Seven TD passes is a pedestrian two-game total for Brady.

Wilson and the Jets are playing with house money anyway in what always has been a developmental season, so Sunday against Brady should, at its very least, be a great measuring-stick learning experience for Wilson, who’s studied Brady on tape.

Wilson revealed this month that he watched film of Brady before the Jets played the Eagles on Dec. 5 in an effort to pick up tips on how Brady worked against the Eagles defense when he played them earlier in the season.

“I thought it was really cool to see kind of how he went through his whole process, how he navigated the pocket, different things like that,” Wilson said at the time.

On Sunday, Wilson gets to see that process up close as Brady tries to dissect a Jets defense that has yielded 29.9 points per game this season, the most in the NFL.

That puts an added onus on Wilson to produce on the other side of the ball, because he knows Brady is going to get his. Wilson will likely need to produce four TDs — any way he can — for the Jets to simply remain competitive with the Super Bowl champs.

That’s a lot to ask of a 22-year-old kid who’s produced just 11 TDs in his 11 starts, up against Brady, who’s thrown 618 TD passes and for 83,784 yards in his remarkable career.

It, too, is a lot to ask playing against an aggressive Tampa Bay defense that’s ranked No. 9 in the NFL in points allowed (20.8 per game) and is led by former Jets head coach Todd Bowles, who’d surely like to send a holiday message to his former employer.

If you don’t think Bowles will be blitzing the bejesus out of Wilson, then you probably think Antonio Brown is a living saint.

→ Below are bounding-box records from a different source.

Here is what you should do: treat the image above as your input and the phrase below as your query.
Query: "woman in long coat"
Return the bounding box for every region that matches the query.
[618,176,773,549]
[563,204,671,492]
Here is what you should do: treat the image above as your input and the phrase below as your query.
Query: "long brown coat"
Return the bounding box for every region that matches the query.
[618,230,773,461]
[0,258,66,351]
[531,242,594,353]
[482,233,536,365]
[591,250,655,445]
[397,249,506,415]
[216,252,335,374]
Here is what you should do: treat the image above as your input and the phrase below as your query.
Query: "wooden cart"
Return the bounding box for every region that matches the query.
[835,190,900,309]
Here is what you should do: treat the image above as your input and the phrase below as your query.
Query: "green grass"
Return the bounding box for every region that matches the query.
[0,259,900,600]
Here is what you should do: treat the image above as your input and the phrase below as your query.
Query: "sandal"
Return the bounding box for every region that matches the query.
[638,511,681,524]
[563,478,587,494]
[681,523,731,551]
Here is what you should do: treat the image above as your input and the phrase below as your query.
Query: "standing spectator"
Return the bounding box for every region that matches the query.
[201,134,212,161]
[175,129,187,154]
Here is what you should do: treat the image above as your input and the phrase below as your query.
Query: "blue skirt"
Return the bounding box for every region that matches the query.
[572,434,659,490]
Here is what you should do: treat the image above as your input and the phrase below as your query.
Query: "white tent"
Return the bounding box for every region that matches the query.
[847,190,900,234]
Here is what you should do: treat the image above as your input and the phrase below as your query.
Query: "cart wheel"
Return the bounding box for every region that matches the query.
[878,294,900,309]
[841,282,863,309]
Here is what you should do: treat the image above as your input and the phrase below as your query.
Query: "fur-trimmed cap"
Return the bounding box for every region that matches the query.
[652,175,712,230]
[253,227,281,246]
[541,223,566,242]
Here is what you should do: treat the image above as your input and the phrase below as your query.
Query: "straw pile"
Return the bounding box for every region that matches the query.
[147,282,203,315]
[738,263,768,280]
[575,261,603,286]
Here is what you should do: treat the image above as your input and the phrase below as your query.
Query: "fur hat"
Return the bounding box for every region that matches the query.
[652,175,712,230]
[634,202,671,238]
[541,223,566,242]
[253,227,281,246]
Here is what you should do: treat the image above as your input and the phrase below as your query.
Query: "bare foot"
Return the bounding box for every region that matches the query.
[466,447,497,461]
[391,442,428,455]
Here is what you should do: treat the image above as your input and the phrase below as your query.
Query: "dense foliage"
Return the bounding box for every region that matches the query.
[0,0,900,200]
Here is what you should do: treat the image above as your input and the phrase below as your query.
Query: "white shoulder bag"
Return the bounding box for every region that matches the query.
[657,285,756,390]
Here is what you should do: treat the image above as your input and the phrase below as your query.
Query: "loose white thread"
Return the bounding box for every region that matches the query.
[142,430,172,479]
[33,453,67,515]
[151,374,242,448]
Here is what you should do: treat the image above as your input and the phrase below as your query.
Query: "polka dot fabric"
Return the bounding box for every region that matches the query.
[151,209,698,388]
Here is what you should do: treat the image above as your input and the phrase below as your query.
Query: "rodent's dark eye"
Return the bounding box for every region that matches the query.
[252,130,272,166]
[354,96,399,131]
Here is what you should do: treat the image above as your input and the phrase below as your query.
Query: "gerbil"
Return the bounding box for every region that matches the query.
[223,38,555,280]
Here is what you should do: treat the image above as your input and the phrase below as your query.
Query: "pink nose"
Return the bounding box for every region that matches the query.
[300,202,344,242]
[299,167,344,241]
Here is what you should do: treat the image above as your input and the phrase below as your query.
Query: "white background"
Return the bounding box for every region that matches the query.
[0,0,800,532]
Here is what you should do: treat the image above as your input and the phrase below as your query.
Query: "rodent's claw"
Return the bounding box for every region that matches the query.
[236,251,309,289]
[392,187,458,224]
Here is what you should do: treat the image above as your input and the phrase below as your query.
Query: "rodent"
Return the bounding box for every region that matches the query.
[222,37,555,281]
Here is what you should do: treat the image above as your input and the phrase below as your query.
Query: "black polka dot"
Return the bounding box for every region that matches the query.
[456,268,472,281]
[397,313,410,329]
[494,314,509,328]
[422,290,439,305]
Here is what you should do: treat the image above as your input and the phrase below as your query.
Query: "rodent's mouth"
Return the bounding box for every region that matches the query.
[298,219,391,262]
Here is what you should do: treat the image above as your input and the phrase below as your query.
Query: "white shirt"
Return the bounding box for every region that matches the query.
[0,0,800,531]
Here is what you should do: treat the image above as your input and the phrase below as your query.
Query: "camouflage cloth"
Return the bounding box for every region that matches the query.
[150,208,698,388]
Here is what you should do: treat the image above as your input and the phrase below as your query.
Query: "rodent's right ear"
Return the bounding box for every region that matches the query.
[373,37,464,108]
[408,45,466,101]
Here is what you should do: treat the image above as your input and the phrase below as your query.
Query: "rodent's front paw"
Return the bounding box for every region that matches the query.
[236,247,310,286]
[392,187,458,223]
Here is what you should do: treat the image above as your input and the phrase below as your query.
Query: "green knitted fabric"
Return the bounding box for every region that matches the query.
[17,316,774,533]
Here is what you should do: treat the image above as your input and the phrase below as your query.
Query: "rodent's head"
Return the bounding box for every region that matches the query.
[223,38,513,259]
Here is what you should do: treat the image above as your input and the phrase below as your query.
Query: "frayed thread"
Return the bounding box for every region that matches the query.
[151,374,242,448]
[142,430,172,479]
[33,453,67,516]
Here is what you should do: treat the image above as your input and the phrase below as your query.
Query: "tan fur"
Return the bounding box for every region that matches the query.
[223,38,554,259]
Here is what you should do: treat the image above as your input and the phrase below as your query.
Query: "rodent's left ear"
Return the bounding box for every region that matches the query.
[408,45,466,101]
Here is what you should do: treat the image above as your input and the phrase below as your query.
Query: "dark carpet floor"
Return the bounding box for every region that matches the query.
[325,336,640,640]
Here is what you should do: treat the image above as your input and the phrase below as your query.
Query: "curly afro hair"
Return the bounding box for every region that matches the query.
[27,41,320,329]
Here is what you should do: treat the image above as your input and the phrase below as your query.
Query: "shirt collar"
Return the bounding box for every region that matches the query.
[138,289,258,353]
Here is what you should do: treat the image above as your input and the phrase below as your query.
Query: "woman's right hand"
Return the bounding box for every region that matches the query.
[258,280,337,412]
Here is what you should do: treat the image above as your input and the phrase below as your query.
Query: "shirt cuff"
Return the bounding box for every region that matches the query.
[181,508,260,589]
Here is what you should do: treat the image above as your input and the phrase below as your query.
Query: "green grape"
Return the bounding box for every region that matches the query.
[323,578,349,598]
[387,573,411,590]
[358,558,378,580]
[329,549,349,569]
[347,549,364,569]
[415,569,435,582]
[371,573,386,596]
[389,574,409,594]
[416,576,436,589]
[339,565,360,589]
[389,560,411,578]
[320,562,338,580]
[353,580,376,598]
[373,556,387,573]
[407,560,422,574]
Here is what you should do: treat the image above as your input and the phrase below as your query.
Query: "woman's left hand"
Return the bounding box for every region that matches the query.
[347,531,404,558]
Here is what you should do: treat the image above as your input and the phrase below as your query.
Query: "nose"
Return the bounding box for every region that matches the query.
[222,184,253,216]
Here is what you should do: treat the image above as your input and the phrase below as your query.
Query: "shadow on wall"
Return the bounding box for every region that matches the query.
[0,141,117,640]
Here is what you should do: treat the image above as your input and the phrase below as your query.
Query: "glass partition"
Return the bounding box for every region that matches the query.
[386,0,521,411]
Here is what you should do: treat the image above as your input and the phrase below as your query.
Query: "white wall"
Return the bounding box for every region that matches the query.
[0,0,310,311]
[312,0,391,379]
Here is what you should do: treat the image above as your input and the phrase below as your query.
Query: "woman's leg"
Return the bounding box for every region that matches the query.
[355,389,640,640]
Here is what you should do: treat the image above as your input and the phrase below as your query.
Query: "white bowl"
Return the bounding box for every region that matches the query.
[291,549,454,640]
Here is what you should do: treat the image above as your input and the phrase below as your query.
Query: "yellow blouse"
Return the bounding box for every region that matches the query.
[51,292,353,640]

The good news for the Jets is that Wilson has shown incremental improvements, particularly when it comes to his decision-making and quicker releases on his throws.

“He’s coming along, he’s getting more comfortable, he’s calmer back there,’’ Jets coach Robert Saleh said Monday. “He’s in a great headspace and it’s going to be fun to watch him grow, continue to grow.’’

A big part of that growth will take place this Sunday as he watches the GOAT operate from the opposite sideline at MetLife.